William Fea
- Born: William Rognvald Fea 5 October 1898 Dunedin, New Zealand
- Died: 27 December 1988 (aged 90) Hamilton, New Zealand
- Height: 1.73 m (5 ft 8 in)
- Weight: 78 kg (172 lb)
- School: Otago Boys' High School
- University: University of Otago
- Occupation: Medical practitioner

Rugby union career
- Position: First five-eighth

Provincial / State sides
- Years: Team / Apps / (Points)
- 1920–1923: Otago

International career
- Years: Team / Apps / (Points)
- 1920–1922: NZ Universities
- 1921: New Zealand / 1 / (0)

= William Fea =

NZ international rugby union & squash player and doctor

William Rognvald Fea (5 October 1898 – 27 December 1988) was a New Zealand rugby union and squash player, and doctor.

==Early life and family==
Born in Dunedin on 5 October 1898, Fea was the son of David Miller Fea and his wife Jane Scott Fea (née Clark).
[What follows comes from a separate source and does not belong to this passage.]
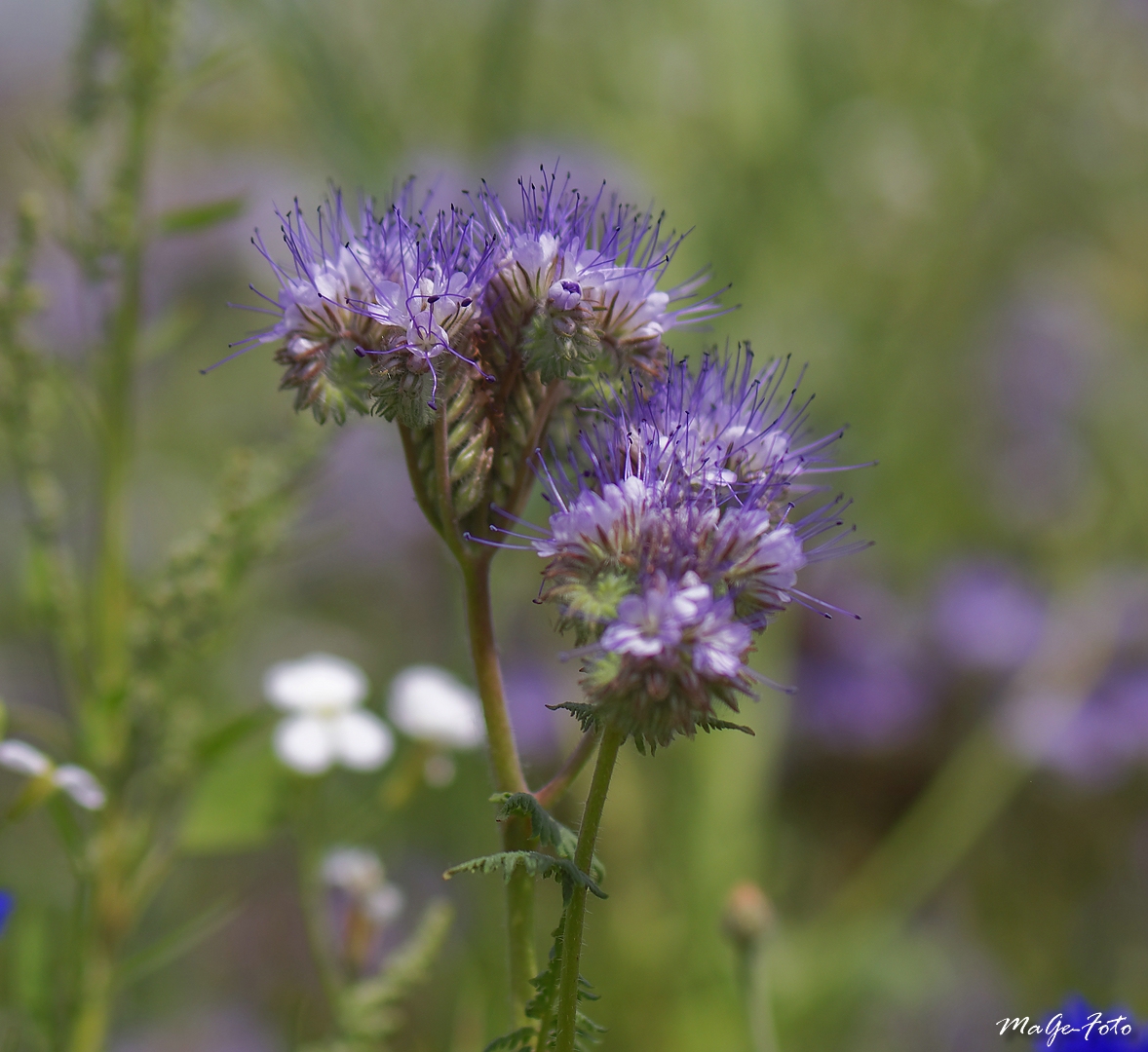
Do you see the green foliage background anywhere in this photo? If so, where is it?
[0,0,1148,1052]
He was educated at Otago Boys' High School, and studied medicine at the University of Otago, graduating MB ChB in 1925. He married Grace Flora Morrell Samuel in 1923. The couple went on to have three children.

==Military service==
Towards the end of World War I, Fea was part of the New Zealand Expeditionary Force 40th Reinforcements, arriving in Britain in September 1918. After the end of the war, he toured Britain, France and South Africa with the New Zealand Army rugby team of 1919.

In World War II, Fea served between 1941 and 1944, including almost a year in the Solomons, as an officer with the 8th and 24th Field Ambulance, commanding the latter. He was transferred to the retired list in late 1944 with the rank of lieutenant colonel.

==Rugby union==
A first five-eighth, Fea represented Otago at a provincial level between 1920 and 1923. He played one match for the New Zealand national side, the All Blacks, the third test against the touring South African side in 1921.

==Squash==
Fea twice won the New Zealand squash championship, in 1936 and 1937.

==Death==
Fea died in Hamilton on 27 December 1988, and was buried at Hamilton Park Cemetery.